You will get a report of the same as page speed insight with web vital metrics and diagnostic recommendations.
How to Fix Total Blocking Time?
Before moving forward to understand the procedure, you should understand the reason that causes the long task.
- Heavy main thread loading
- Usage of third party code
Here are a few steps to fix the Total Blocking Time (TBT) issues.
3. Eliminate Render Blocking Resources:
Basically, third-party tracking codes such as Facebook pixel, Google tag manager, hotjar, etc. are render-blocking resources.
To get page loading speed, render-blocking resources should be eliminated.
4. Minify JS and CSS files:
Minification is the process of compressing bulky code files into a few lines. JS and CSS being bulky files, minifying them could save some loading time.

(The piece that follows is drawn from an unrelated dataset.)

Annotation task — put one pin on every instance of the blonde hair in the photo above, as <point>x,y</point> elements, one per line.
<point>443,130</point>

Minification helps to remove unwanted and redundant data without any changes to the process. This will reduce the total blocking time of the web page.
5. Reduce the Impact of Third-Party Code:
When looking for the best SEO or Core Web Vitals performance, you should avoid multiple third-party codes interacting on your web page.
Cache plugins like WP Rocket or Nitropack can delay these third-party codes.
6. Minimize Main Thread:
The performance report includes a PageSpeed recommendation to minimize main thread work.
Minimizing the main thread helps to reduce the total blocking time (TBT).
What Is the Relationship Between TBT and TTI?
TBT (Total blocking time) and TTI (Time to interactive) are associated metrics. It quantifies the degree to which a page is not interactive prior to becoming reliable.
Time to Interactive measures interactivity. Among the six metrics measured in your website’s Lighthouse report, TTI is one among them.
Because some sites focus on content visibility at the expense of actual interaction, measuring TTI is crucial. When the user tries to click somewhere, nothing happens: he thinks the site is ready, but nothing happens when he clicks.
An interactive page is marked as fully interactive if the main thread is free of long tasks for about five seconds.
A good user experience requires a Time to Interactive (TTI) of less than 5 seconds.
What Is the Difference Between TBT and FID?
TBT and FID measure the visual interactivity of the web page. But the difference is, total blocking time (TBT) is the lab data and First Input Delay (FID) is the real-world user (field-only) data.
FID is sourced by chrome user experience reports (CrUX), and TBT data is sourced from lighthouse performance. Optimizing Total Blocking Time (TBT) will also improve the First Input Delay (FID) score.
A TBT metric measured in the lab data section can be used when your website does not have enough “real” data to compute the FID score. Based on fixed network conditions, the lab data is artificial and collected from one device.